Introducing the “split-brain” problem

With the “short analysis” and “long analysis” components, essentially you have two types of brains now working on this cloud WAF. Each one operates almost independently. A rule that was created by the behavioral component is now pushed to the WAF edge node and enforced, along with the other rules the WAF edge node has. Because these rules are formulated on different places they are sometimes competing and at times conflicting in nature, but most importantly they are separated and cannot be easily integrated.

To solve this split-brain situation, we architected our WAF to decouple the information layer completely from the rule/action layer. This gave us the ability to logically unify the information producing components together even though they are located on different places. Through this, we were able to de-silo our rule layer and our analysis layer.

Compounded tags-based information layer

The centralized analysis part of our WAF is called TACT, short for Traffic Analysis Classification and Tagging.

TACT is a proprietary machine learning platform that enables real time data transformation, data processing, data retravel, data storing, imbedding external data sources and AI models-based analysis for each request that flows through the system. The products of this system, as the anacronym suggests, are information tags rather than rules or actions.

These tags can be produced on different entities of a request like the session, IP, range, fingerprint, or domain and once produced they are transferred to the same POP that originally proxied the request.

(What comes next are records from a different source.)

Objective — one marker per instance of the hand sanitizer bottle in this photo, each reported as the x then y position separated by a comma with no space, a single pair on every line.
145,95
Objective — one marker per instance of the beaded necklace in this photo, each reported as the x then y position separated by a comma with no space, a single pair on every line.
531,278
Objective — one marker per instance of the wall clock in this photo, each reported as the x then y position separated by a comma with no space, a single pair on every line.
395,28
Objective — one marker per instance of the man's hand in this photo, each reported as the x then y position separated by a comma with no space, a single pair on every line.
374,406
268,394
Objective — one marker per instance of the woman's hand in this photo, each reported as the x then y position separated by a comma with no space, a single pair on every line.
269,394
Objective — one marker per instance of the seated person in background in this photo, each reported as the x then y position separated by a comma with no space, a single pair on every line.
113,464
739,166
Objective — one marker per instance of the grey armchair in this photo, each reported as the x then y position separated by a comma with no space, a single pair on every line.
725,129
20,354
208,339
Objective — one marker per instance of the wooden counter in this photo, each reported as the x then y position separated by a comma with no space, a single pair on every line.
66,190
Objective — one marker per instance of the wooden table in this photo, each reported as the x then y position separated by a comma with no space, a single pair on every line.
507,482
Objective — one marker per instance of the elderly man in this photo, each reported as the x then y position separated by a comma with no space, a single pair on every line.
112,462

Our WAF edge node, though still responsible for running the WAF rule set and implementing actions, also contains more traditional components like a regular expression engine for scanning attack vector signatures. With TACT in place, any engine such as this that involves information processing will also generate information tags on the request entity.

The last step of this architecture was to design an efficient information circulation management between the TACT and the WAF edge node. We created a mechanism that knows how to effectively communicate any additions, updates, and expirations of tags between the two components. We also developed another feedback loop for information tags that have been generated on the WAF edge node, so this information could feed back to our heuristics on TACT.
This means that instead of having a split brain where each part is independent and agnostic, the two “hemispheres”, the WAF edge node and TACT, are now highly integrated and comprise a single logical “brain”.

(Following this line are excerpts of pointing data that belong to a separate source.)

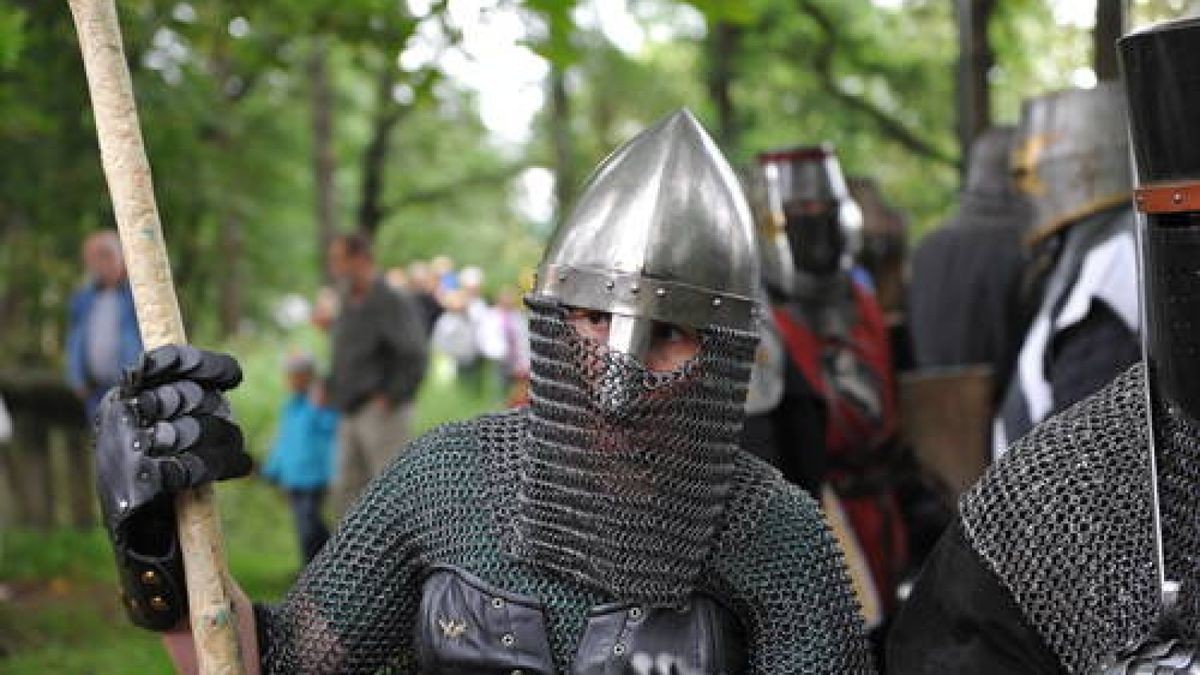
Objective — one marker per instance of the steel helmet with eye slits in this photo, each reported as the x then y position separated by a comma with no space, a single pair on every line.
661,232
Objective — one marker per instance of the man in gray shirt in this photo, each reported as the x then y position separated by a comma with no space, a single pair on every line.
379,359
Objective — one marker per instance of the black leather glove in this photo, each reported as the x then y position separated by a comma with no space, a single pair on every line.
168,426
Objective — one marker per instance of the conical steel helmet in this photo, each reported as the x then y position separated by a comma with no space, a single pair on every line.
661,232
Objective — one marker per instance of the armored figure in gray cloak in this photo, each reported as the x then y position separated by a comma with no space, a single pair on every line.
1072,160
612,526
1079,551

Our WAF now produces industry leading levels of granular insight. Empowered with information from the edge and an intelligent central security cloud, one can form rules that will act on this information, no matter where it originated from. For the user, the engines and entities that carry the tags are completely transparent and easily actionable.

The decoupling of the two layers and introduction of TACT created additional significant advantages.

Analysis happens all the time, regardless of the existence of a rule, providing security practitioners with clarity as to what is the available information for any given requests that flows through the system.

This means that you can easily:

  • Debug a security event in the system.
  • Mitigate and upgrade existing rules with imbedding the tags seen on the request analysis.
  • Get the analysis information on request headers and imbed this information with site logic.

All of this results in a more nimble, self-improving web application firewall that puts the power back in our customers’ hands. It’s easy to see why more enterprises are choosing StackPath for their WAF needs.